A rua crua
1 - João o tinha
João da Silva se ia às pressas rumo à sua casa, que a hora já lhe dera nos limites há mais de hora. À espera do pão, e de João, esposa e filhos repousavam em frente à tevê. Às pressas, João pegou seu carro e foi-se para o lar incomodado a cada esquina por fregueses perguntando se ele tinha o disco novo do "Saia de Fogo".
João o tinha.
Então perguntavam de quanto era o disco, e o pai dos meninos se atrasava mais uns minutinhos - e eram muitos os minutinhos a cada rua que passava... A novela já terminando na tevê de casa fazia a mulher de João ir-se afobando. Até que numa esquina qualquer acabaram-se os discos de "Saia de Fogo", e João pode - "pôde" de sujo - seguir direto pra casa, onde sua mulher perguntaria, como todos os dias, entre os olhares apreensivos de seus filhos, se João vendera ou não o estoque completo da erva que plantavam no quintal dos fundos de sua casa.
João o tinha.
2 - Joca na lona
Na carroça de Joca o tempo não passa.
Escondido da vida, Joca bebe cachaça.
Parado ao largo, seu carro de lixo repousa
- Recicla os minutos que perder, Joca não ousa.

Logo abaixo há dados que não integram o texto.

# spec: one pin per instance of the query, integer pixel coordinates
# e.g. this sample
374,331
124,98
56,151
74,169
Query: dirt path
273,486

Para Joca, fortuna foi parar na bala
Solene (que acompanhou o gole) em sua cara.
E o mundo de Joca escorreu com o sangue e a cachaça
- Para alívio da dor que quase nunca passa.
3 - Na casa de Amargô
Amargô morava com as irmãs Agrura, Feiura, Mistura e Belezura. Suas filhas Pintura e Caricatura eram prostitutas do antigo galinheiro da rua da Amargura. Até que um dia, seu pai, Pindura, abriu um bar.
4 - Na rua da Amargura
Há um bar na rua da Amargura.
Canta-se loas à dor, no bar da rua.
E como são sorrisos aqueles olhos de bocas tristes!
Certa vez, um ébrio madruguêro
Disse que antes do bar,
Na rua da Amargura tinha um 'galinheiro'...
E volta e meia passava alguém que ficava - como outrora ficou Joca, na lona.